Lunch stop was at a park whose chief attraction was the longest covered bridge west of the Mississippi. Following photo ops of the cars exiting the bridge, there was a
long drive back to Murphys through mostly prairie like country on narrow roads that wound past ranches that provided grazing cattle and horses and an occasional
llama to add variety to the landscape.
Friday: The tour wound through miles of Spanish oak covered hills to the coffee stop at a nicely gardened farm surrounded by a large vineyard before continuing over
winding, hilly roads to the lunch stop at the old town of Sheep Ranch.
The evening's banquet was held at the Ironwood Winery a short bus ride from the tour headquarters. An Italian tenor performed throughout the evening and had the
group groovin' and movin' out on the dance floor. It was commented that the HCCA hasn't been this animated for 30 years.
Saturday: The day began at about sunup with the revelry-like ringing of in-room telephones as an impromptu telephone tree alerted tourists that rain was falling.
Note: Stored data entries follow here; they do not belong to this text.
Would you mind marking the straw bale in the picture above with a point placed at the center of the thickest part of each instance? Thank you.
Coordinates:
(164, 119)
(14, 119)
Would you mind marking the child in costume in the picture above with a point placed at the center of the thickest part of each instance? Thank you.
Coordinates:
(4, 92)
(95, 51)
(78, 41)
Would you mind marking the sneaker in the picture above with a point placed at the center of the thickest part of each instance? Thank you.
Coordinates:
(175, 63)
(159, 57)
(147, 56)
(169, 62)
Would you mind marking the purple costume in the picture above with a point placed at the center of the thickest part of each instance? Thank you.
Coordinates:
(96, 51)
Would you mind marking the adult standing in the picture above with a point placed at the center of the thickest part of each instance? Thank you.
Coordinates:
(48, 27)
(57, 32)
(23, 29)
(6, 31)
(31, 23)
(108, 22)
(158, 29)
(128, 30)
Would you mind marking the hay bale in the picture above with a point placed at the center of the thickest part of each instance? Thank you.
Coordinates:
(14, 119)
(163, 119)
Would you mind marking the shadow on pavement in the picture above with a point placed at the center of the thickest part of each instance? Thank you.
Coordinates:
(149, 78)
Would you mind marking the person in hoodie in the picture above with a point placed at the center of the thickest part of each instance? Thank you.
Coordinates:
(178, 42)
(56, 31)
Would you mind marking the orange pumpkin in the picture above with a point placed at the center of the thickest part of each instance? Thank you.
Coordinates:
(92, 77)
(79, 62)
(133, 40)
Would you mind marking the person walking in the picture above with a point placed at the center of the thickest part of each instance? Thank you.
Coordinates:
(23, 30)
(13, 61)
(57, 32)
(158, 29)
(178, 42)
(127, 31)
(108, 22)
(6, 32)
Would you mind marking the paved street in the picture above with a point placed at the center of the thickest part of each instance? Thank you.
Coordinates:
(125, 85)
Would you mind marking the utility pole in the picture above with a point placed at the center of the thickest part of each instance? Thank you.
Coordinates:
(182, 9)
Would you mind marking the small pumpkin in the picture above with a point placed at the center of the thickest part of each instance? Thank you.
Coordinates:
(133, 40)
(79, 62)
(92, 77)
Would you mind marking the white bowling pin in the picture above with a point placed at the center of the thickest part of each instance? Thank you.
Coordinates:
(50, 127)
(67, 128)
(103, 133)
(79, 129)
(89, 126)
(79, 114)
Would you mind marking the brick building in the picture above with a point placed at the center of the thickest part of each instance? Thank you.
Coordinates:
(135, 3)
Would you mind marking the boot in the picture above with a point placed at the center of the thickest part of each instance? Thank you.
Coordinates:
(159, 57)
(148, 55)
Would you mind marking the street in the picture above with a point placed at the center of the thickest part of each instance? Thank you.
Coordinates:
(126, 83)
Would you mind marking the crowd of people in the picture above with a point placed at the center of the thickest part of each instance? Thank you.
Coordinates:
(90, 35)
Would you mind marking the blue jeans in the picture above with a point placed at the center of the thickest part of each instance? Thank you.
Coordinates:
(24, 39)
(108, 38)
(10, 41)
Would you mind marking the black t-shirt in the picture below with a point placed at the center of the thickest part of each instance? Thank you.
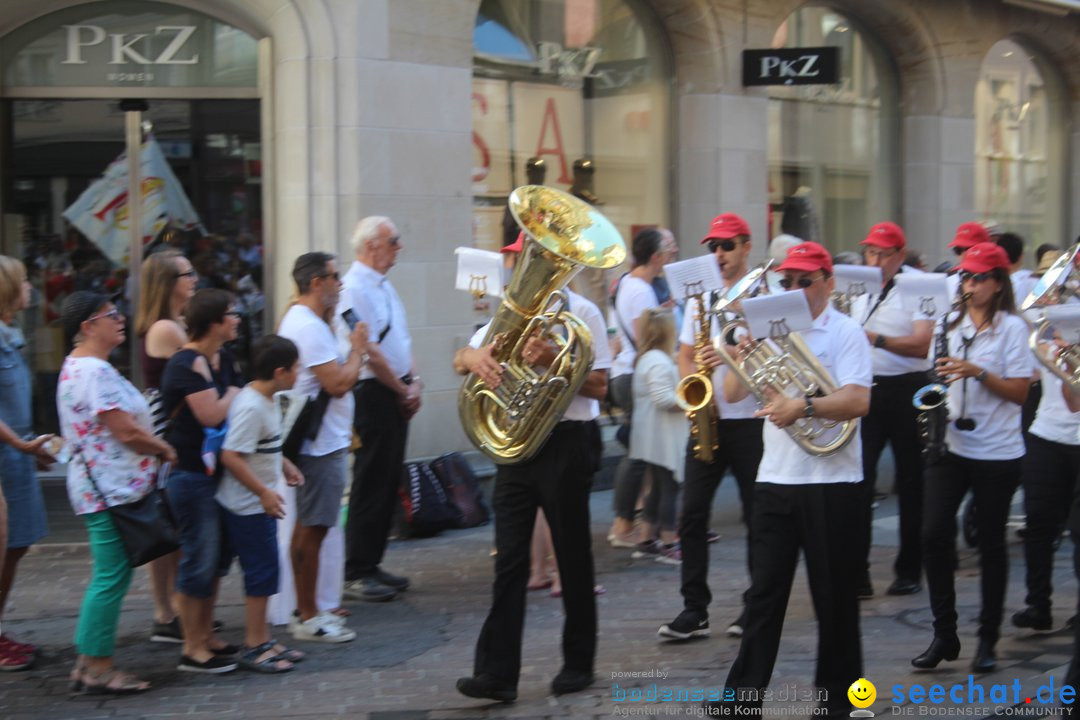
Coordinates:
(178, 381)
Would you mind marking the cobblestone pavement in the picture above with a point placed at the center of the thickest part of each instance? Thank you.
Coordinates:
(409, 652)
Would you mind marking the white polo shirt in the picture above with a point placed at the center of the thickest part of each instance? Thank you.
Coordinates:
(372, 296)
(889, 318)
(1053, 421)
(840, 345)
(1000, 349)
(744, 408)
(581, 407)
(633, 297)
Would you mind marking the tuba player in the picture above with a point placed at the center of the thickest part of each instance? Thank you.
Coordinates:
(807, 502)
(557, 480)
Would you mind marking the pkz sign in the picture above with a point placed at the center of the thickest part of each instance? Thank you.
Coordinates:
(794, 66)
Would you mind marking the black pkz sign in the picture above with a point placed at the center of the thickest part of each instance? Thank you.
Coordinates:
(794, 66)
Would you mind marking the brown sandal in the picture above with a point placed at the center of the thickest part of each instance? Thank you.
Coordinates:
(112, 681)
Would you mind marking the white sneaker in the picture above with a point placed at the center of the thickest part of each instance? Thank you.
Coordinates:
(318, 629)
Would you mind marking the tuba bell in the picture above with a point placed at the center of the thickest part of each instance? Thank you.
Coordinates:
(563, 234)
(1057, 285)
(782, 364)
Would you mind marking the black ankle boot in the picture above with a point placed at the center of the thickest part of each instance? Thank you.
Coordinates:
(940, 649)
(985, 660)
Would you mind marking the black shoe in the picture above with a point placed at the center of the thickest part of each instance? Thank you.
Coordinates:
(369, 589)
(985, 660)
(689, 624)
(865, 589)
(488, 688)
(400, 583)
(1034, 619)
(215, 665)
(939, 650)
(571, 681)
(736, 628)
(904, 586)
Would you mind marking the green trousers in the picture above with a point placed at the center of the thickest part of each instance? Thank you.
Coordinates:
(96, 633)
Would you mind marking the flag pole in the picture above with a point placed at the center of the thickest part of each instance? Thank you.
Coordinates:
(133, 130)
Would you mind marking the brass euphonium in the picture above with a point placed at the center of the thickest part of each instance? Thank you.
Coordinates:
(694, 392)
(782, 364)
(563, 234)
(1056, 286)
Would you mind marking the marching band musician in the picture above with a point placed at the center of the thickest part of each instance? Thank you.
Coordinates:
(988, 369)
(739, 433)
(557, 480)
(802, 501)
(901, 341)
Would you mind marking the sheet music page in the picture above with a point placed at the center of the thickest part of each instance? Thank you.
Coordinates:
(769, 314)
(478, 271)
(925, 294)
(699, 274)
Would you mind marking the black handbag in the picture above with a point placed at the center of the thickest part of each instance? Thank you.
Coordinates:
(147, 527)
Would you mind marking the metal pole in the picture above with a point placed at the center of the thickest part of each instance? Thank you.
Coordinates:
(133, 132)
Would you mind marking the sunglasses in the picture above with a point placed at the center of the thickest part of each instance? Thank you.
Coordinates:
(802, 282)
(727, 245)
(115, 314)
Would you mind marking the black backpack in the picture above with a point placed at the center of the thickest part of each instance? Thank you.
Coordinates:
(427, 510)
(460, 483)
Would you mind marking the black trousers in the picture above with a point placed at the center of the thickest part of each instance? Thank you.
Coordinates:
(991, 484)
(817, 519)
(557, 479)
(376, 476)
(1050, 480)
(892, 420)
(740, 450)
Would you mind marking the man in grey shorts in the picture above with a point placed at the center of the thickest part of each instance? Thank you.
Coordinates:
(323, 460)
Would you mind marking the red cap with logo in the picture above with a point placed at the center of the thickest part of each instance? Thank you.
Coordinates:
(887, 235)
(970, 234)
(725, 227)
(983, 258)
(515, 246)
(807, 257)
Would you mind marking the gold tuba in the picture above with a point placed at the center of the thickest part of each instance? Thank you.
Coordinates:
(563, 234)
(1056, 286)
(694, 392)
(782, 364)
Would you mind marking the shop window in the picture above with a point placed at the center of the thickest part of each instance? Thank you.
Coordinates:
(1018, 176)
(832, 148)
(584, 85)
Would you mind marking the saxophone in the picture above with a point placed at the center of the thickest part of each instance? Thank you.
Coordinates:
(930, 399)
(694, 392)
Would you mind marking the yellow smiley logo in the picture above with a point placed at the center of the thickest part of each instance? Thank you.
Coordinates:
(862, 693)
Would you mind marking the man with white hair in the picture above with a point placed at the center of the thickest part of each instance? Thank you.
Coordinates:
(388, 395)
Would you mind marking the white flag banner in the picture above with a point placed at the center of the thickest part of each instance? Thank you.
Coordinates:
(100, 213)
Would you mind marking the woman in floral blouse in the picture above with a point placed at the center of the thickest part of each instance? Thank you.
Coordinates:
(106, 421)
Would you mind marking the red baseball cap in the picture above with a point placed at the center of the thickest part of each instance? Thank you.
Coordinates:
(970, 234)
(983, 258)
(807, 257)
(887, 235)
(515, 246)
(725, 227)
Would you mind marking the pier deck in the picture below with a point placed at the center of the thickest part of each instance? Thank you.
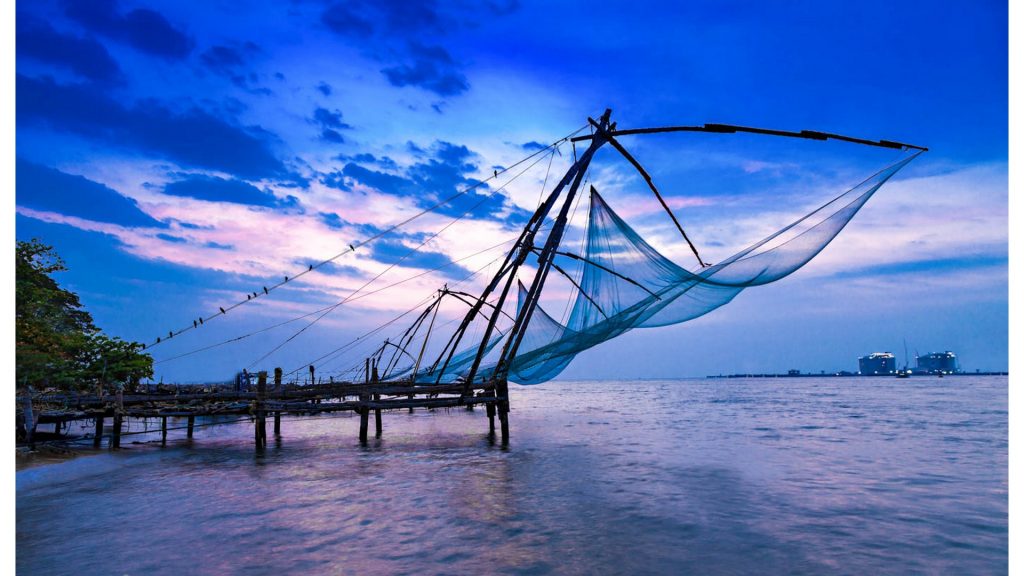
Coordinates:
(275, 401)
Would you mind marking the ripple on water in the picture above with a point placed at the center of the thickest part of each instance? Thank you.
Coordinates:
(803, 476)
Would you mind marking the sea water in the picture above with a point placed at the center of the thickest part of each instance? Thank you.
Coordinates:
(780, 476)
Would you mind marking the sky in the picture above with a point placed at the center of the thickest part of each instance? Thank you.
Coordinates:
(180, 156)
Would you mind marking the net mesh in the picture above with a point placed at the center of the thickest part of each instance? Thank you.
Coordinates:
(627, 284)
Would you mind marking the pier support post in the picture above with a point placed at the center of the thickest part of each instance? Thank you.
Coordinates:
(260, 412)
(119, 411)
(97, 439)
(502, 389)
(364, 420)
(30, 419)
(116, 436)
(377, 416)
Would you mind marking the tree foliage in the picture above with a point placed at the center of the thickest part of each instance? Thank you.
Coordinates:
(57, 344)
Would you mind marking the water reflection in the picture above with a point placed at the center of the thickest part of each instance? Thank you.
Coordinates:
(802, 476)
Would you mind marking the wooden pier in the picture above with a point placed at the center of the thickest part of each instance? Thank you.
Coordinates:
(268, 400)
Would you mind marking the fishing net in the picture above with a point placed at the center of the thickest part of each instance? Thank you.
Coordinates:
(627, 284)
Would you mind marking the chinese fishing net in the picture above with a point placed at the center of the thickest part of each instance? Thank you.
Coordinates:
(627, 284)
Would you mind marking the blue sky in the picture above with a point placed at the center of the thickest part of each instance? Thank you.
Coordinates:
(182, 155)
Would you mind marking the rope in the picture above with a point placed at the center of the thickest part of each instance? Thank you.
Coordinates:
(357, 339)
(351, 247)
(395, 263)
(360, 296)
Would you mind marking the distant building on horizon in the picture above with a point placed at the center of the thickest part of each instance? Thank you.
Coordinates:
(878, 363)
(938, 362)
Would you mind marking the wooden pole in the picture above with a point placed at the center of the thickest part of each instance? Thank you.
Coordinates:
(260, 413)
(116, 437)
(119, 411)
(377, 416)
(30, 419)
(502, 389)
(364, 419)
(377, 397)
(98, 437)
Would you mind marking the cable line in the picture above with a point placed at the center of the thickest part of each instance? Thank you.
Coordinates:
(201, 321)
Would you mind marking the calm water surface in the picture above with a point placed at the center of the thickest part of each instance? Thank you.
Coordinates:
(792, 476)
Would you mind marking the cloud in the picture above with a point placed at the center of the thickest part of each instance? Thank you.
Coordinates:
(192, 137)
(432, 69)
(444, 170)
(144, 30)
(84, 56)
(219, 190)
(43, 189)
(403, 35)
(394, 251)
(230, 63)
(331, 124)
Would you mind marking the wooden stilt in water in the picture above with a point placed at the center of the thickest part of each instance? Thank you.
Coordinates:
(116, 436)
(30, 419)
(364, 420)
(375, 377)
(502, 389)
(98, 437)
(377, 416)
(119, 411)
(260, 412)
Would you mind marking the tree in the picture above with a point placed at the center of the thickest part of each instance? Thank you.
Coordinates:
(57, 344)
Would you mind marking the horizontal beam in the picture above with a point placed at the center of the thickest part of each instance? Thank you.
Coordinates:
(732, 129)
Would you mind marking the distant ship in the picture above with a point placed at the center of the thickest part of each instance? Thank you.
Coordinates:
(905, 371)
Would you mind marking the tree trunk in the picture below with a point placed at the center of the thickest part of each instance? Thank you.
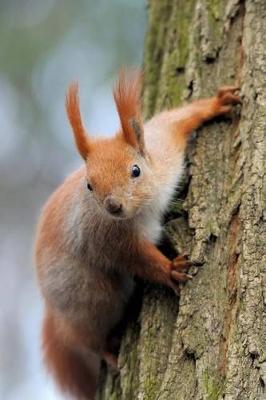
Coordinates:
(211, 343)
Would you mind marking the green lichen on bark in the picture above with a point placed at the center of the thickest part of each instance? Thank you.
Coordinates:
(210, 345)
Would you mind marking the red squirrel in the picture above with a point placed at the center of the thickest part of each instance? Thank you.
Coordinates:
(99, 229)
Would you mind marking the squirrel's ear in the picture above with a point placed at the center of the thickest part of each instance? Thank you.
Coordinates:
(73, 112)
(127, 99)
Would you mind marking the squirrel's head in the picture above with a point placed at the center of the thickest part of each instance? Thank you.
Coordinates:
(119, 170)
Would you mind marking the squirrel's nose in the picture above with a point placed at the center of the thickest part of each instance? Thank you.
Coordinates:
(113, 206)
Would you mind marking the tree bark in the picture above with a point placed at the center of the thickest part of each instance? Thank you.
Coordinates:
(211, 343)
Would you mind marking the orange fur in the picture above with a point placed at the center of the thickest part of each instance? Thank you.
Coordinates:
(71, 370)
(73, 112)
(86, 257)
(127, 99)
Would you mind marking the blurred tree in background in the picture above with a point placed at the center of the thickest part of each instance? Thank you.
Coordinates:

Tops
were raised, tarps were tossed, seats were toweled, and many cars were loaded into trailers as if to evacuate to high ground should the water rise 2,000 feet. The
lesson of New Orleans seems to have been learned.
After towels were wrung out and clothes changed, there followed a period of huddling under the motel portico with warm coffee in hand while conjecturing about the
possibility of rain abating.
Weather reports indicated that the storm would blow through soon, and it did. A much diminished number of cars set out in the light drizzle and chill. By the time the
coffee stop was reached at the beautiful, late model, steel beamed barn at White Oak Ranch, the sky was mostly clear and the temperature was warming.
Either the barn was severely misnamed or severely misused. Where the hay loft should have been there were skylights but no floor, the very nicely finished concrete
floors seem never to have been subjected to a single pitchfork full of straw, and the stalls were entirely too wide for horse husbandry. Rather than agrarian relics, there
were living quarters, shops and a number of nice cars ranging from early 20th century to a thirties 12 cylinder Pierce Arrow that had a cylinder head removed so one
could count half the pistons. The sin of envy could almost be smelled over the exhaust fumes as the cars departed the "barn."
Lunch, back in Murphys, ended at 1:30, as did the whole event. A few members would spend another night in the town that seems so quaint to many of the urban
HCCAers, but the large grass lot that had been covered with closed trailer rigs was empty and but a half dozen were parked loaded and ready to leave the motel Sunday
morning.
A few miles from Murphys in any departure direction, the two lane roads would give way to multi-laned freeways and to the 21st century.